Heshy cerró los ojos. Su respiración era dificultosa.

– El mundo creerá que eras un monstruo -dijo.

– Sólo me importa lo que pienses tú. Prométemelo, Lydia.

– Te pondrás bien.

– Prométemelo.

Lydia negó con la cabeza. Las lágrimas fluían libremente.

– No puedo.

– Sí puedes. -Heshy logró sonreír un poco-. Recuerda que eres una gran actriz.

– Te quiero -dijo ella.

Pero él tenía los ojos cerrados.
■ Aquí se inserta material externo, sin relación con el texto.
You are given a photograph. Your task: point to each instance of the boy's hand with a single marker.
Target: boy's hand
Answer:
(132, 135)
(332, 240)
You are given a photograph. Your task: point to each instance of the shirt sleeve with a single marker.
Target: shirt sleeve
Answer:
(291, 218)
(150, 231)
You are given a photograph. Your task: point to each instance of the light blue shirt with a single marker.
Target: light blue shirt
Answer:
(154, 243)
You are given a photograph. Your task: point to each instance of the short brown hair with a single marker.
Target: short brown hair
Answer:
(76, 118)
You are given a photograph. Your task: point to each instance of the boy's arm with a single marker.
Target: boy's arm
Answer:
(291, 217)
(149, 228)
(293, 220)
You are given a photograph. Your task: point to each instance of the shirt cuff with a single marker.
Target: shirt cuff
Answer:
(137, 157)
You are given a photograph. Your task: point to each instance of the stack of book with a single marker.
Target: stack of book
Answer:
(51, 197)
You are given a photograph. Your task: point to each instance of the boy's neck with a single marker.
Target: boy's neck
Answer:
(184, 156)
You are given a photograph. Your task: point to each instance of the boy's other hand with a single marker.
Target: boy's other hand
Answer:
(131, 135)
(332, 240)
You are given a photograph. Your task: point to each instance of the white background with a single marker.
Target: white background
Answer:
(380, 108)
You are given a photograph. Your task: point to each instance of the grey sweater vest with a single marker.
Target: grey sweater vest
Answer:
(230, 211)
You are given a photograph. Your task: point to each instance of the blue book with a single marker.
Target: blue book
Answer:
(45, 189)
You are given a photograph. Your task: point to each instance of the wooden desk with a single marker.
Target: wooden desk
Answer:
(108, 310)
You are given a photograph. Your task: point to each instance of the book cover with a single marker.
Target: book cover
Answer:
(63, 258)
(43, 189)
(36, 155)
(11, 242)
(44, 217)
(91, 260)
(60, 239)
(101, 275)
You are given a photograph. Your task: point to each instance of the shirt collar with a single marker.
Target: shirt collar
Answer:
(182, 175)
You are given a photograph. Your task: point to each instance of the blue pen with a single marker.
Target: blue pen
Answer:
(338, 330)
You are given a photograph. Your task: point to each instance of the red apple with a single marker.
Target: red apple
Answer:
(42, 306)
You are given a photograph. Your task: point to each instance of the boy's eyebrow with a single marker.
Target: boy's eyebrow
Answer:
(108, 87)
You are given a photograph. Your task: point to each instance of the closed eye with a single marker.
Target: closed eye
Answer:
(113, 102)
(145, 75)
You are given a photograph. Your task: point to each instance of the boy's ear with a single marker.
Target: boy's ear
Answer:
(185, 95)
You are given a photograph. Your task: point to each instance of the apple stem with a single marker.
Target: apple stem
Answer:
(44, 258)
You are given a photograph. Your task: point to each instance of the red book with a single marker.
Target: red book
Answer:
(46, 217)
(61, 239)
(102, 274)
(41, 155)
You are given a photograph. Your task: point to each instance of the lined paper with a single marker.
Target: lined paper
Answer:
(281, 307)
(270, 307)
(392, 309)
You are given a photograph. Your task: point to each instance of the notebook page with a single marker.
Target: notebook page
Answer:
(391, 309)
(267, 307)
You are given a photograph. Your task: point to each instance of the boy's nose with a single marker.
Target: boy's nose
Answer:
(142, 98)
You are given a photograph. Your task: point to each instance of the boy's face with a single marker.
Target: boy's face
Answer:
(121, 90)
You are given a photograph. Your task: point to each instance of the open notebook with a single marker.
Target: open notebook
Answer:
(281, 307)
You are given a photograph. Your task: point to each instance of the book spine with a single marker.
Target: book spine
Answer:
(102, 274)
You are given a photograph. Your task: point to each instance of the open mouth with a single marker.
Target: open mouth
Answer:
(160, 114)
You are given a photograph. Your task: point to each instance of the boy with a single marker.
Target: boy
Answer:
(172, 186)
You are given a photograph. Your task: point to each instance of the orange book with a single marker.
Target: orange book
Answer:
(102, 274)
Lydia siguió llorando. Siguió suplicándole que no la dejara. Las sirenas estaban más cerca. Verne se quedó de pie. Llegó la Policía. Cuando entraron, la rodearon en círculo. Lydia de repente levantó la cabeza del pecho de Heshy.
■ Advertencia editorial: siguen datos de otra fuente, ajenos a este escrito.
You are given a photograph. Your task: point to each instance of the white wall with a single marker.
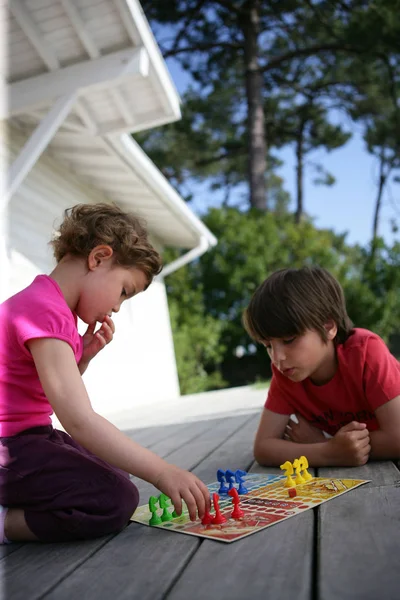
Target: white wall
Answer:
(139, 365)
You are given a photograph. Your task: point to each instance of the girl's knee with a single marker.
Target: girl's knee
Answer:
(125, 502)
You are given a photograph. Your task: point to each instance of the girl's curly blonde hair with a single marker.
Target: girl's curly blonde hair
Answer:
(86, 226)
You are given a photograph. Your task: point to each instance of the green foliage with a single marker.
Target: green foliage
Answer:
(197, 335)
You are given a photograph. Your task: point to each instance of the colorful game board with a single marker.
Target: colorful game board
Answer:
(266, 503)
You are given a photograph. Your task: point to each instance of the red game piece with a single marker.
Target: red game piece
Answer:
(219, 518)
(237, 513)
(207, 519)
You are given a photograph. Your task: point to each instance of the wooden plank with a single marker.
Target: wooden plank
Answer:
(8, 549)
(204, 456)
(139, 565)
(149, 436)
(359, 537)
(191, 439)
(36, 568)
(144, 562)
(360, 545)
(380, 472)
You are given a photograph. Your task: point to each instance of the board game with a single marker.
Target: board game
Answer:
(267, 502)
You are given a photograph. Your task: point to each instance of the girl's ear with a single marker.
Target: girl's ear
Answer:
(98, 256)
(331, 330)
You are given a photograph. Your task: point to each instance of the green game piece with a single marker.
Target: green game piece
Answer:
(155, 519)
(165, 503)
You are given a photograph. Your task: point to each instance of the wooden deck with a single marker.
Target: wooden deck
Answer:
(349, 548)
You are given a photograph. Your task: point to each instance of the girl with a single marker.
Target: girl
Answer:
(57, 486)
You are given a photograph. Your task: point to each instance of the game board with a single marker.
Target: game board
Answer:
(266, 503)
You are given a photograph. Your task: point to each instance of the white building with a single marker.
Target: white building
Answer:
(82, 75)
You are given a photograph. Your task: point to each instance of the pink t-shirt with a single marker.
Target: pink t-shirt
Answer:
(367, 377)
(38, 311)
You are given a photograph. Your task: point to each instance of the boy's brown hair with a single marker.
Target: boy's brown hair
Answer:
(290, 301)
(86, 226)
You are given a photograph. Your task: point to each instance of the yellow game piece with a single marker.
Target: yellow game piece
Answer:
(304, 466)
(288, 468)
(297, 466)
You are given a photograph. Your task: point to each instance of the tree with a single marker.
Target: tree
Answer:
(238, 46)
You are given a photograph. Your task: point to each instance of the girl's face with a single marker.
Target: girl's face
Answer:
(305, 355)
(105, 287)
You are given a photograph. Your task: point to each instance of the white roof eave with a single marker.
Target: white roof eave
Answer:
(129, 151)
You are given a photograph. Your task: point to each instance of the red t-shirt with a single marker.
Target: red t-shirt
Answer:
(367, 377)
– Gracias a Dios -dijo, todavía con lágrimas en la cara-. Mi pesadilla ha terminado por fin.

Llevaron a Rachel al hospital. Quería ir con ella, pero la Policía tenía otras ideas. Hablé con Zia. Le pedí que cuidara de Rachel.

La Policía se pasó horas interrogándonos. Interrogaron a Verne, a Katarina y a mí por separado y después atados juntos. Me parece que nos creyeron. Lenny estaba allí. Aparecieron Regan y Tickner, pero tardaron un poco. Habían estado registrando los archivos de Bacard a petición de Lenny.

Regan fue el primero en hablar.

– Vaya día, eh, Marc.

Me senté frente a él.

– ¿Le parece que estoy para charlas banales, detective?

– La mujer se llama Lydia Davis. Su nombre real es Larissa Dañe.

Hice una mueca.

– ¿Por qué me suena?

– Era actriz de niña.

– Trixie -dije, recordando-. En Risas familiares.

– La misma. O al menos, es lo que dice ella. Bueno, asegura que el tipo, sólo sabemos que se llama Heshy, la tenía encerrada y la maltrataba. Dijo que la forzaba a hacer cosas. Su amigo Verne dice que todo es un montaje. Pero esto no es importante ahora mismo. Asegura que no sabe nada de su hija.

– ¿Cómo puede ser?

– Dice que trabajaban para otro. Que Bacard propuso a Heshy la petición de rescate de la niña que no habían secuestrado. A Heshy le encantó. Mucho dinero, y al no tener a la niña, casi ningún riesgo.